A leading environment-focused civil society organization (CSO), Environmental Rights Action Friends of Earth Nigeria (ERA/FoEN), has charged the Federal Government to ensure that oil giant, Shell Petroleum Development Company (SPDC) Nigeria, account for all its actions before divesting its interests from the nation’s oil and gas industry.
The CSO in a statement issued in Benin, Edo State, strongly detested the recently announced plans by petroleum company to sell its land-based and shallow offshore oil fields and infrastructure in the Niger Delta region.
The group alleged that Shell, having almost drained the region dry of oil and gas resources through reckless operations in the region, had something to hide by seeking to walk away from its crime scene with billions of dollars in its kitty.
According to the Programme Director of ERA/FoEN, Mike Karikpo, who signed the statement, the CSO group has been at the forefront of campaigns to leave the oil in the soil and to halt oil and gas extraction, but strongly deplores the insensitivity of the transnational corporations that have, in recent years, been divesting from the region.
Karipo noted that Shell and other entities have been collecting huge payouts for the oil fields and infrastructure sold and leaving local communities to deal with the devastation and destruction of the ecosystem, their lives and livelihoods.
He stated: “Shell recently sold OML 17 to HEIRS Holding in a deal worth well over half a billion dollars and absolutely nothing was set aside for the remediation and restoration of the damaged ecosystem of communities around this area.“
The environment protection advocate pointed out that the call on the Federal Government became imperative in view of the antecedents of SPDC Nigeria for disdain for local communities and disrespect of Nigeria’s justice system.
For instance, Karipo cited the refusal of Shell to pay the N17 billion compensation awarded by a Nigerian court to the Ejama-Ebubu community in Eleme local government area of Rivers state for oil spills that devastated their land in 2010, to justify the CSO’s latest concerns.
The director further clarified: “This spill occurred during the Nigerian civil war 1967-1970 and Shell has refused to undertake proper cleanup of the spill area or pay the compensation set by the court. In November 2020 Shell lost an attempt to extricate itself from responsibility for the spill and the compensation cost awarded against it. The Nigerian supreme court rejected Shell’s bid to set aside the 2010 compensation award, with accruing interest the compensation claim now stands at a healthy N180 billion.”

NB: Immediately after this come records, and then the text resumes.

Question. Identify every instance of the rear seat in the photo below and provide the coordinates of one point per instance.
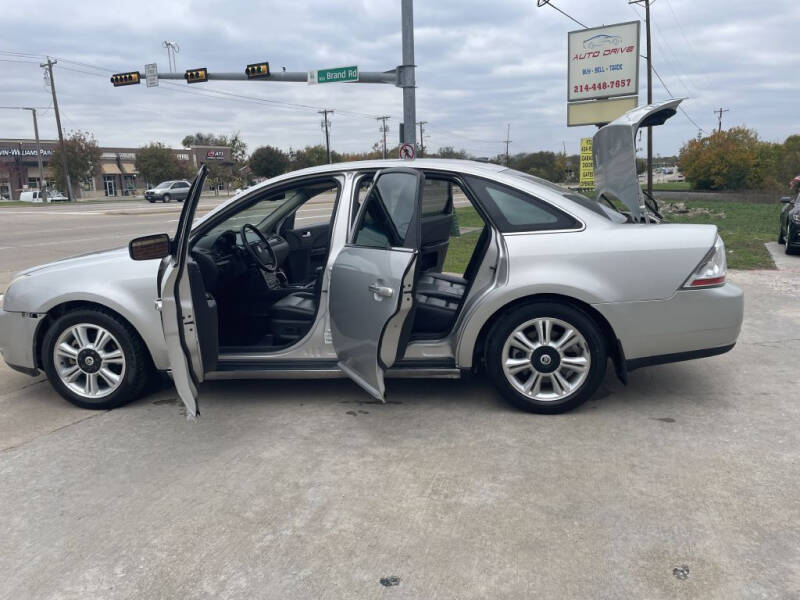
(438, 296)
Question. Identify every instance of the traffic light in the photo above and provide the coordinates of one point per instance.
(196, 75)
(119, 79)
(257, 70)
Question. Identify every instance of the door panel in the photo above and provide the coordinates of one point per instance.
(371, 301)
(308, 250)
(188, 313)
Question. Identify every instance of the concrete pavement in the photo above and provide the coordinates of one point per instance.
(683, 484)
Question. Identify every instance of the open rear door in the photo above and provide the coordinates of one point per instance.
(371, 296)
(188, 314)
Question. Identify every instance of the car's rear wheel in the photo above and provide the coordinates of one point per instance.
(546, 357)
(95, 360)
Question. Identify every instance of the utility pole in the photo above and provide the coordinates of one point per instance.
(649, 93)
(719, 114)
(324, 112)
(384, 129)
(406, 77)
(49, 64)
(42, 186)
(508, 141)
(421, 138)
(172, 50)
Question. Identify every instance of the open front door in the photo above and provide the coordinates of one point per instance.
(188, 313)
(372, 279)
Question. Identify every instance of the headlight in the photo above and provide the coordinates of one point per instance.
(712, 270)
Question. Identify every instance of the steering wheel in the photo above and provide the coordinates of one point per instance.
(260, 248)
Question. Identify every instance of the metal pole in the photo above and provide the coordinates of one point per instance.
(49, 64)
(407, 77)
(649, 101)
(383, 130)
(508, 141)
(325, 112)
(42, 186)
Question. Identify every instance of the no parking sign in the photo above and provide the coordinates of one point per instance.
(407, 152)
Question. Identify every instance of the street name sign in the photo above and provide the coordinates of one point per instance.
(335, 75)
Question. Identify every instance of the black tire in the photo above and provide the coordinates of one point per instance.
(577, 319)
(138, 366)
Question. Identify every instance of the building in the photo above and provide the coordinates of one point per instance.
(116, 175)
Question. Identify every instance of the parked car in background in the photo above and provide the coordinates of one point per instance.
(36, 196)
(168, 190)
(789, 232)
(556, 285)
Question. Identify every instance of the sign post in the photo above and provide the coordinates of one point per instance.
(587, 165)
(151, 73)
(603, 64)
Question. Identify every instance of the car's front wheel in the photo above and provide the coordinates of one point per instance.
(546, 357)
(95, 360)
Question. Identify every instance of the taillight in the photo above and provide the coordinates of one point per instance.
(712, 270)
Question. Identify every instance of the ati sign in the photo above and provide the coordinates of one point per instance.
(23, 152)
(603, 62)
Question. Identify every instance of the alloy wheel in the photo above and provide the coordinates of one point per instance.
(89, 360)
(546, 359)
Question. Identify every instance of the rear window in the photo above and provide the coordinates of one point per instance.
(595, 206)
(513, 210)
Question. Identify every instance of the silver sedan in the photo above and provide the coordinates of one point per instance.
(423, 268)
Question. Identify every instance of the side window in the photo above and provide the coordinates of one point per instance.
(318, 210)
(513, 210)
(437, 197)
(387, 212)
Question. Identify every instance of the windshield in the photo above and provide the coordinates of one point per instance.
(593, 205)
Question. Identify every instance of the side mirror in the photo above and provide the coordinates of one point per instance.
(149, 247)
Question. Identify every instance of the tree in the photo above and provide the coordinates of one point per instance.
(83, 158)
(156, 163)
(728, 160)
(268, 161)
(450, 152)
(202, 139)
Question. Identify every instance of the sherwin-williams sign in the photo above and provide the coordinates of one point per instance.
(337, 75)
(603, 62)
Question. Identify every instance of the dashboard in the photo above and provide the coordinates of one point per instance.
(222, 259)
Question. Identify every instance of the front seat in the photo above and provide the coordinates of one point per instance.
(292, 316)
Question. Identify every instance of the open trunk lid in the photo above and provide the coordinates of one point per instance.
(614, 154)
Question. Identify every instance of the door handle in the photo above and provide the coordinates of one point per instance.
(381, 290)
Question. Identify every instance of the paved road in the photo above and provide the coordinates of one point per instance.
(306, 489)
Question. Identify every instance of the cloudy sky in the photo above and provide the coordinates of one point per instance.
(481, 66)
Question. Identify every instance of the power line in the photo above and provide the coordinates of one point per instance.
(541, 3)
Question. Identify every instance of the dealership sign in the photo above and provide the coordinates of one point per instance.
(603, 62)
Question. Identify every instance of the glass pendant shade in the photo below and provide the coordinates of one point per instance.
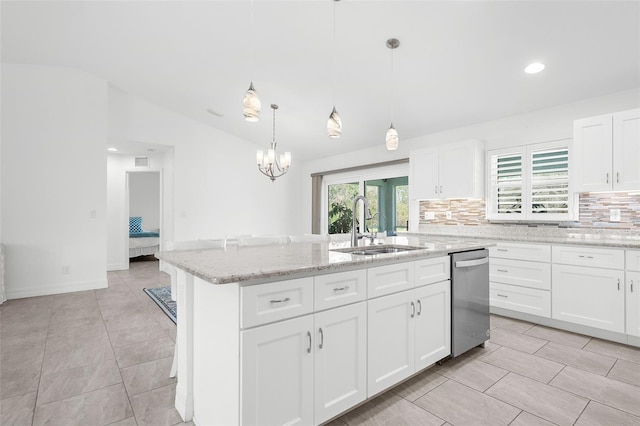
(334, 125)
(252, 105)
(391, 140)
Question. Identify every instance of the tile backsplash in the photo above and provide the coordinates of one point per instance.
(595, 211)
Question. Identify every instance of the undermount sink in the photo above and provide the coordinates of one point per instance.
(374, 250)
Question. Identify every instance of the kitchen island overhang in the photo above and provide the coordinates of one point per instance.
(213, 285)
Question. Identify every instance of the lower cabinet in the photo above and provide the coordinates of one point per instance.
(304, 370)
(407, 331)
(589, 296)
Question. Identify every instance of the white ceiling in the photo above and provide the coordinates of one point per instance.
(458, 62)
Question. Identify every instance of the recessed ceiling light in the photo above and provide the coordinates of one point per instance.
(534, 68)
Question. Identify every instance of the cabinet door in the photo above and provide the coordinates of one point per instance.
(423, 181)
(390, 340)
(277, 373)
(626, 150)
(340, 360)
(633, 303)
(433, 323)
(592, 153)
(589, 296)
(458, 164)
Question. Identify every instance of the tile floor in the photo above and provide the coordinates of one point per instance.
(102, 357)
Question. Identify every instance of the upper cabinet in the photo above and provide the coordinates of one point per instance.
(606, 152)
(447, 171)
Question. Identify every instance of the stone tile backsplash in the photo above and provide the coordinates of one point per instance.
(595, 211)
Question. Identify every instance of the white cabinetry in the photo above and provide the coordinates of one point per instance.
(588, 287)
(632, 276)
(606, 152)
(520, 278)
(453, 170)
(409, 330)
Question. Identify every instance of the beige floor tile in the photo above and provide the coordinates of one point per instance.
(527, 419)
(156, 408)
(597, 415)
(72, 357)
(547, 402)
(607, 391)
(17, 410)
(76, 381)
(584, 360)
(390, 410)
(625, 371)
(419, 385)
(517, 341)
(146, 351)
(461, 405)
(148, 376)
(99, 407)
(525, 364)
(471, 372)
(615, 350)
(559, 336)
(509, 324)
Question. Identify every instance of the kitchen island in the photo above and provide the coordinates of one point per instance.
(300, 333)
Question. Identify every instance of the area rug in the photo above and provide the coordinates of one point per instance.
(162, 297)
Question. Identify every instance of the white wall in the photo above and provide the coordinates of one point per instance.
(538, 126)
(54, 126)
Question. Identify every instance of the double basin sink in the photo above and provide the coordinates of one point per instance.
(377, 249)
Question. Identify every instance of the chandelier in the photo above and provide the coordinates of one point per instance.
(270, 164)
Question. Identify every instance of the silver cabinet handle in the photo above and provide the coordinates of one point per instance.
(472, 262)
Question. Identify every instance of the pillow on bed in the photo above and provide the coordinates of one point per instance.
(135, 224)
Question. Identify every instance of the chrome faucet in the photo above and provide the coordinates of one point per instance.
(367, 215)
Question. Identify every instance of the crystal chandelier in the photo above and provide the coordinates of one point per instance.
(270, 164)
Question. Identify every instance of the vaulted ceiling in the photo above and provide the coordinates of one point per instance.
(458, 63)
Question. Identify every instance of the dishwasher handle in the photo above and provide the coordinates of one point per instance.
(473, 262)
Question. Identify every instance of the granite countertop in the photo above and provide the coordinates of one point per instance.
(253, 264)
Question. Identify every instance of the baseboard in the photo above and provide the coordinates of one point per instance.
(57, 288)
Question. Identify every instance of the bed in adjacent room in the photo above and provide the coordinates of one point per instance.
(141, 241)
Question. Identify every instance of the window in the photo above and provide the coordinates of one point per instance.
(530, 183)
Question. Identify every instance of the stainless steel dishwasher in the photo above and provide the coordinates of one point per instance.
(469, 300)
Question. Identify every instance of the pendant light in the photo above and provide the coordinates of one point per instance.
(252, 103)
(391, 141)
(334, 124)
(270, 164)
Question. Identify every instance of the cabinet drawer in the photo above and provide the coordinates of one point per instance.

In his comments, the Executive Director of ERA/FoEN, Dr. Godwin Uyi Ojo, declared that: “Shell owes the environment and the people of the Niger Delta region a huge ecological debt for its reckless operations in the region over the last seven decades, and should not just be allowed to walk away as if it is doing our people a big favour. Allowing Shell to run away from accountability for its ruinous actions in the Niger Delta region amounts to eating your cake and having it.”
The environmentalist therefore, called on the Nigerian government to protect oil producing local communities’ interest within the divestment process of international oil companies (IOCs) operating in the Niger Delta region and prevent Shell from divesting from the nation’s hydrocarbon resources industry unless it cleans up the Niger Delta region where it operated over the years.
This is even as the CSO called on other civil society organisations and local communities to immediately constitute negotiating teams that will participate in any discussion and decision on the sale of Shell’s assets.
ERA/FoEN maintained that doing this would ensure that part of the money from the sale of Shell’s assets in the region will be utilized for the remediation, compensation and restoration of the local communities’ environment.